On the verify-x509-name issue, if I had used
verify-x509-name xyz.com name
instead of
verify-x509-name "C=..., CN=xyz.com" subject
would it have used the GUI "Verify Server Certificate" feature without the quoting problem?

No. The verify-x509-name setting is not recognized by the firmware, so it will always end up in the custom section.

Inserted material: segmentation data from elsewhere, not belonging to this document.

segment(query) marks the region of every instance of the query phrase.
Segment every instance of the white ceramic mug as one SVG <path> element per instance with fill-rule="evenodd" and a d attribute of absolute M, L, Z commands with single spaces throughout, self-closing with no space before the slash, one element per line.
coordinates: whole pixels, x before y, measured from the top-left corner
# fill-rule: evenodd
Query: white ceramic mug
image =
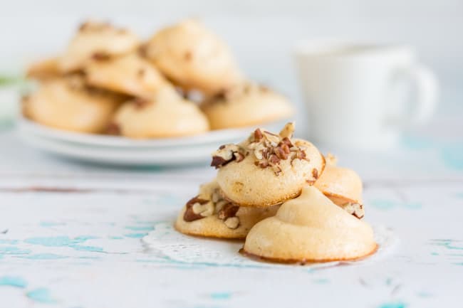
<path fill-rule="evenodd" d="M 410 47 L 313 41 L 296 55 L 315 142 L 387 148 L 434 113 L 438 83 Z"/>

Try using "tls-remote commonname" - that's what will toggle the Verify Server Certificate option at import time. Not sure if it's exactly the same as what verify-x509-name would have done, I'm not familiar enough with OpenVPN.

 

[eak]

deprecated

Just so you know, the OpenVPN 2.3.2 man page says:
--tls-remote name (DEPRECATED)
...
Please also note: This option is now deprecated. It will be removed either in OpenVPN v2.4 or v2.5. ...

 

[RMerlin]

Just so you know, the OpenVPN 2.3.2 man page says:
--tls-remote name (DEPRECATED)
...
Please also note: This option is now deprecated. It will be removed either in OpenVPN v2.4 or v2.5. ...

Ya. The original TomatoVPN code on which mine is based goes back to OpenVPN 2.2 (if not older).

That's a bridge I'll cross when I get there tho. In the mean time it might get what you need.